Stephen Hawking and a 9-​​year-​​old girl with a speech dis­order most likely use the same syn­thetic voice. It’s called Per­fect Paul and it’s easy to under­stand, espe­cially in acousti­cally chaotic envi­ron­ments like class­rooms full of chil­dren. While new, more natural-​​sounding voices are avail­able, Per­fect Paul remains the most oft-​​used syn­thetic voice in the com­mu­nity of dis­or­dered speakers.

But Per­fect Paul con­veys none of the per­son­ality inherent in vocal iden­tity, explains Rupal Patel, an asso­ciate pro­fessor of com­puter sci­ence and speech lan­guage pathology and audi­ology.

What we’re trying to do is improve the quality,” she said, “but also increase the per­son­al­iza­tion of those voices, by not just making it a little kid’s voice, but making it that little kid’s voice.”

Backed by a grant from the National Sci­ence Foun­da­tion, Patel and her research team are devel­oping ways to create per­son­al­ized syn­thetic voices that resemble users’ vocal iden­ti­ties while remaining as under­stand­able as those of the healthy donors.

In the first iter­a­tion of the project, which Patel calls VocaliD (pro­nounced vocality, for Vocal Iden­tity), her team com­pu­ta­tion­ally merged the acoustics of a sus­tained vowel sound from a child with a speech dis­order, like this:

with the acoustics of a full sen­tence spoken by a healthy speaker of the same demo­graphic, like this:

The result is a clear, syn­thetic voice with the per­son­ality of the end user:

These voices have already elicited great responses from par­ents; one said, “If [my son] had been able to talk, this is what he would sound like.” How­ever, the early ver­sion of VocaliD used a difficult-​​to-​​scale  approach that is not easily repro­ducible. Patel said, “We’d like to be able to allow users to create new voices as they mature in the same way a nat­ural voice evolves.”

With the sup­port of another grant from the National Sci­ence Foun­da­tion, her team is cur­rently adding phys­i­o­log­ical infor­ma­tion on top of the acoustics.  “When you hear speech, it’s a com­bi­na­tion of your source and your filter,” Patel said. The source, she explained, derives from the voice box in the larynx whereas the filter is deter­mined by the shape and length of the vocal tract.

Vocal characteristics—such as pitch, breath­i­ness, and loudness—all emerge from the vocal folds in the larynx and give rise to vocal iden­tity. Mod­u­lating those fea­tures by changing the shape of our mouths and moving our tongues gives rise to dis­tinct vowel and con­so­nant sounds, which, Patel said, are typ­i­cally impaired in dis­or­dered speech.

Using data from a set of sen­sors placed on par­tic­i­pants’ tongues and mouths, the researchers will deter­mine the most effi­cient way to approx­i­mate the phys­ical aspects of the dis­or­dered speaker’s vocal tract. They can then add this infor­ma­tion into the voice-​​synthesis soft­ware to create voices that will grow and change as the users mature.
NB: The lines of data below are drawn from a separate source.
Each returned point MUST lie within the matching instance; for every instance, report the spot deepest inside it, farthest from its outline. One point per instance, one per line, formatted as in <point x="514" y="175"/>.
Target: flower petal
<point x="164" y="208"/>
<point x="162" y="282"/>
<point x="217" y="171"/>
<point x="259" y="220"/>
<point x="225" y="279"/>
Image cour­tesy of Rupal Patel.

The aca­d­emic com­mu­nity has long accepted the source-​​filter theory of speech, but more work needs to be done in order to under­stand it, according to Patel, espe­cially as researchers develop more advanced speech tech­nolo­gies for secu­rity and other applications.

Patel’s work in par­tic­ular also aims to inform basic research ques­tions such as, “How much do both the source and filter con­tribute to the iden­tity of a speaker’s output?”

Patel’s soft­ware is com­pat­ible across assis­tive tech­nology plat­forms, including main­stream touch-​​pad devices, a fea­ture she hopes will increase its adop­tion within the com­mu­nity. Patel spec­u­lates that assis­tive com­mu­ni­ca­tion devices will even­tu­ally appeal to healthy people as a new way of learning, com­mu­ni­cating, and interacting.

The iPad rev­o­lu­tion is helping to break down bar­riers and increasing the emphasis on user inter­face issues,” said Patel, who has been working to improve assis­tive com­mu­ni­ca­tion tech­nolo­gies for more than 16 years. “Lots of kids, both healthy and impaired, are using screens to interact now.”